防衛大学校の卒業式で「建前論で対処できない」と安倍氏が訓示し、憲法を蔑ろにせよとは仰天だ。

 自衛隊は憲法を尊守し国家と国民を守る存在のはずだ。その幹部養成学校たる防衛大学校の卒業式で安倍首相が集団的自衛権に言及して「現実に即した解釈をすべきで、憲法の建前に縛られるべきではない」と解釈改憲を祝辞で述べたようだ。驚くべき見識を安倍氏は示したわけで、国家の首相も憲法を尊重し憲法の規定に従うべき行政府の長たるはずだが、国会で答弁した通りに「最高責任者は自分だ」と思いあがっている飛んでもない人物だ。
 いうまでもなく日本は法治国家で、あらゆる日本の法律は憲法によってタガを填められている。憲法を逸脱する法律は最高裁判所が違憲立法審査権を発動することになっている。しかし伝家の宝刀は未だ一度も抜かれたことはない。
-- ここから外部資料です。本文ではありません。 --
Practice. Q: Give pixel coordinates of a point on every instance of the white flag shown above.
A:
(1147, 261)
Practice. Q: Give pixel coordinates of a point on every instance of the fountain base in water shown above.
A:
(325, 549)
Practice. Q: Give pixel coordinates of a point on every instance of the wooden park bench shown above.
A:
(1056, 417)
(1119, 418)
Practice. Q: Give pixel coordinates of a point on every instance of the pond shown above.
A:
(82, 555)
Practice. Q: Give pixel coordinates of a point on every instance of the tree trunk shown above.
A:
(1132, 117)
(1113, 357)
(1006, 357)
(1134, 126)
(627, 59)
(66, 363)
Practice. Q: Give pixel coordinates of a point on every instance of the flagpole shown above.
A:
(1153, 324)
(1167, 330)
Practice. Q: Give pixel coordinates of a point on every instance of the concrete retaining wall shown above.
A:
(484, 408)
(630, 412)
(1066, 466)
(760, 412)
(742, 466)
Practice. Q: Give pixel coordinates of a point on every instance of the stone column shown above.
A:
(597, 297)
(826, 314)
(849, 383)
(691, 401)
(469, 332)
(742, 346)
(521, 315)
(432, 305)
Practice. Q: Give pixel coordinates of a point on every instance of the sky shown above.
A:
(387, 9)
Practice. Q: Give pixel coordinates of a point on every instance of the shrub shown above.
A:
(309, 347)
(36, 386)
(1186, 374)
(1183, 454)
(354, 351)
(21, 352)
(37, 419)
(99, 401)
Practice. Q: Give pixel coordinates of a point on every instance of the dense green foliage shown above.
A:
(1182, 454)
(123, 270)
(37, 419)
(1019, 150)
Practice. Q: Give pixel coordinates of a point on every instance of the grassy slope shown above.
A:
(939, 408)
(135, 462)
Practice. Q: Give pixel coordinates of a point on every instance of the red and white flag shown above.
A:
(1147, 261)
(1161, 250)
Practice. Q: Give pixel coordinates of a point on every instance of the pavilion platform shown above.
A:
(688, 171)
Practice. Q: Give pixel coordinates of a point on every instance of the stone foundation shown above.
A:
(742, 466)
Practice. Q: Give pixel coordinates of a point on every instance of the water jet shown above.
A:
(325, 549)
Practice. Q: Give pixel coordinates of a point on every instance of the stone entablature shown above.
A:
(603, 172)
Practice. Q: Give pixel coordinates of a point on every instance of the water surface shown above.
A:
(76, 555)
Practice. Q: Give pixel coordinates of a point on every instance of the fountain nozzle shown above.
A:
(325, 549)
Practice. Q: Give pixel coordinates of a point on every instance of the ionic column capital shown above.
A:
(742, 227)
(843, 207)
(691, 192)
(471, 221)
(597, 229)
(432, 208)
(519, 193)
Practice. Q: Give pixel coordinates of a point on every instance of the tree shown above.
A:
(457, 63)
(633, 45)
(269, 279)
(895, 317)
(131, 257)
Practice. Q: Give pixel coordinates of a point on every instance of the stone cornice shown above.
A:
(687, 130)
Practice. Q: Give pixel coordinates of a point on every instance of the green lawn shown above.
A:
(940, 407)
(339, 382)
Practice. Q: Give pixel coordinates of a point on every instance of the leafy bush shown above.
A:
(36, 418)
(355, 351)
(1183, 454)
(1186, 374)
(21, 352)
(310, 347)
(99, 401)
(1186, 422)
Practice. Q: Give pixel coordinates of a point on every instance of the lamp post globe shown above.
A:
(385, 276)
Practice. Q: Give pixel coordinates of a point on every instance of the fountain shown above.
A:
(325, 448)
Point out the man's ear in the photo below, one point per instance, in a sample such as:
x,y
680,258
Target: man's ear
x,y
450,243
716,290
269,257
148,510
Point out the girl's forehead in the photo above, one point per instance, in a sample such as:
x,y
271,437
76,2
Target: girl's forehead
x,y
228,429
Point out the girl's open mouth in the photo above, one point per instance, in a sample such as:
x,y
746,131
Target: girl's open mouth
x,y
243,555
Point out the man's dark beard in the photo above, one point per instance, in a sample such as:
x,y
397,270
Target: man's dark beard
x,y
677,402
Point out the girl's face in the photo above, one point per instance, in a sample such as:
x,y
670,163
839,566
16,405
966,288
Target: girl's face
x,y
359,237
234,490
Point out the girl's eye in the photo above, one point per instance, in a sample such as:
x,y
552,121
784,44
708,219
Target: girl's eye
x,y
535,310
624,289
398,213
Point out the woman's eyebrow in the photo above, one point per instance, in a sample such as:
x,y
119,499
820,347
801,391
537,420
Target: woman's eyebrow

 安倍氏は集団的自衛権の運用規定を定める法律を作れば最高裁判所が『違憲立法審査権』を発動するかもしれないが、閣議決定で運用すれば立法ではないから最高裁の違憲立法審査の対象にならないとでも思っているのだろうか。
 閣議決定であれ通達であれ、憲法の規定を逸脱する行政府や立法府の暴走を監視するのが司法府の長たる最高裁判所の役目だ。そもそも自衛隊が創設された段階で最高裁判所は国民からの要請を待つまでもなく『違憲審査』をすべきであった。そうすれば日本国憲法が現実的でない夢想家たちの理想郷を夢見た夢物語に過ぎないと国民は認識したはずだ。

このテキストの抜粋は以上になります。